It is rightly said that this Bill has had a disgraceful lack of scrutiny, and I agree with that. But we are where we are. The Government are not going to withdraw it, and it is not going to stop. If we can work together as a House and the Government can work with us, we can make a much better fist of this Bill than we have at the moment.
Tony Greaves writes on the Transparency of Lobbying, Third Party Campaigning and Trade Union Administration Act, commonly known as the Lobbying Bill, drawing on his statements during the Second Reading on Tuesday. The committee stage begins on Tuesday 5th November, at which amendments will be tabled.
It is all part of election law, which is complex, obscure and widely ignored. The Bill specifically amends the Political Parties, Elections and Referendums Act 2000, or PPERA. I think [the Act] is poor legislation. It is based on the structure and system set out in PPERA (Part 6), which is frankly not fit for purpose. We are lumbered with it and have to do our best with it – but it will be legitimate in these circumstances to look in Committee not just at what the Bill says but at what PPERA says, to see whether a lot of the vagueness, obscurity and the problems in this area do not actually come from the original wording in that Act.
We are told that over the past 13 years Part 6 of PPERA has been tried and tested – but it has not. It has largely been ignored; it has never been tested in the courts; and I think that we should subject some of that to scrutiny in Committee.

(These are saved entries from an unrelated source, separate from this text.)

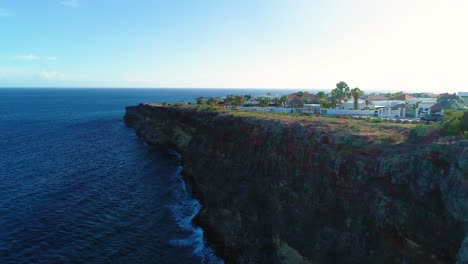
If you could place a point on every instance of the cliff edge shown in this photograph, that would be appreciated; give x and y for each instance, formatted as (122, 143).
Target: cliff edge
(284, 189)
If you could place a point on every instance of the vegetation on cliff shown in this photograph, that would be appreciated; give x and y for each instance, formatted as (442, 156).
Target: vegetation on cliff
(281, 188)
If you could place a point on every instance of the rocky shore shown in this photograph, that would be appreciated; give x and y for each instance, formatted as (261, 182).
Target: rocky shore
(283, 189)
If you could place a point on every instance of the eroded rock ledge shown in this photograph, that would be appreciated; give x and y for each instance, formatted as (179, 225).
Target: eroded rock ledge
(281, 189)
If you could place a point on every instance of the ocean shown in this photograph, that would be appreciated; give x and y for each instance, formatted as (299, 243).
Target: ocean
(78, 186)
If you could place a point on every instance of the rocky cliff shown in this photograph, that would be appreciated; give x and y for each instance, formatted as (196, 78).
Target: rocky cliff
(282, 189)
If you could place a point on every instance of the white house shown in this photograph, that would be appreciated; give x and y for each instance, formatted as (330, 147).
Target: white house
(424, 108)
(415, 101)
(311, 108)
(349, 105)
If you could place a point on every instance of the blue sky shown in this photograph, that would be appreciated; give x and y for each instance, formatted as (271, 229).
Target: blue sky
(411, 45)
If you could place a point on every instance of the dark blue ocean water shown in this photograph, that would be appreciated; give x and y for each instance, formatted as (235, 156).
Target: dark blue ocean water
(77, 185)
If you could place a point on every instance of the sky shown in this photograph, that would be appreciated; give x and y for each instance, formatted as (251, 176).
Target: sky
(376, 45)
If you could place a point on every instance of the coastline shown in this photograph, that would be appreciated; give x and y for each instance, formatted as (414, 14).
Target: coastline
(182, 127)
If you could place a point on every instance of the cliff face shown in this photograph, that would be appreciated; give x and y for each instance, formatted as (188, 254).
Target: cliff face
(276, 190)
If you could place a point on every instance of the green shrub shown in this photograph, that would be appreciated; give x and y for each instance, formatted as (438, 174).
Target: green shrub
(376, 120)
(455, 123)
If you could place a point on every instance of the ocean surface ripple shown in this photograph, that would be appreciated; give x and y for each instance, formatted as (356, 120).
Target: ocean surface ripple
(77, 185)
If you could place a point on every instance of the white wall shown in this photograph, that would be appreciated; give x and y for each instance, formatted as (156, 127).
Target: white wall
(266, 109)
(347, 112)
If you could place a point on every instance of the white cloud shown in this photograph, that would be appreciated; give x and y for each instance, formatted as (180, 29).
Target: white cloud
(71, 3)
(29, 56)
(15, 73)
(5, 13)
(53, 76)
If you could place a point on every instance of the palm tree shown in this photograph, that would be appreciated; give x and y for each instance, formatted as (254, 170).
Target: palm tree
(341, 92)
(284, 100)
(356, 93)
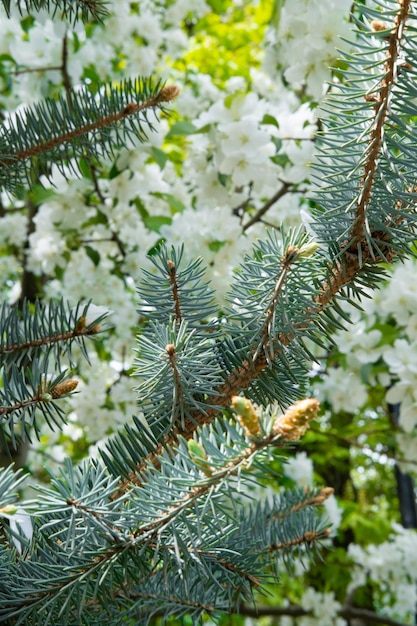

It is complex and difficult to understand; it is full of vague expressions, when clarity is needed; and it is subject to unsatisfactory advice by the Electoral Commission over the years. Those comments apply to PPERA, not just the Bill that we now have to amend it.
The whole thing is poor, flawed legislation. Whether we can make anything sensible out of it, we will find out in the next few weeks. This part of PPERA and these issues have really come to prominence only as a result of the present Bill – because the thresholds and spending limits are being reduced and what is defined as controlled expenditure is being substantially increased. That has put considerable fear among the campaigning organisations, whether or not they are charities, and that is what is causing the problems before us today. All of us – the Opposition, the Cross Benches and the two government parties – need to get together and try to thrash out a way in which to make this legislation a great deal better than it is now.
Constituency campaigning has a new emphasis in this Bill. It is a very difficult issue in relation to third-party campaigning, because it is within the confines of a particular electoral area, which is obviously considerably smaller than one of the nations of this country. It is considerably easier, if people have a lot of money, to throw money at a particular constituency and seriously affect the election result. This is a serious problem, and it is no good us pretending that it is not.
Yet we live in a changing world, in which political and campaigning energies are more and more being directed into single-issue and themed campaigning groups. At the same time, coming from a different direction is the threat of a large amount of money and corporate power being used in this country. It is not necessarily exactly the same as the super-PACs that are so distorting politics in the United States of America, but the same kind of problem is occurring. It is not easy to find a way in which to regulate all this, and to fit that into the traditional system of controls and regulation that is based on political parties and candidates. These are difficult areas at national levels. They are most difficult at the level of individual electoral areas, constituencies or even local government wards.
It is rightly said that this Bill has had a disgraceful lack of scrutiny, and I agree with that. But we are where we are. The Government are not going to withdraw it, and it is not going to stop. So the task before us is to test the Bill rigorously, line by line and clause by clause in Committee. We have to look at workability, which is crucial, as well as proportionality and unintended consequences, and one or two of the principles in it. If we can work together as a House and the Government can work with us, we can make a much better fist of this Bill than we have at the moment.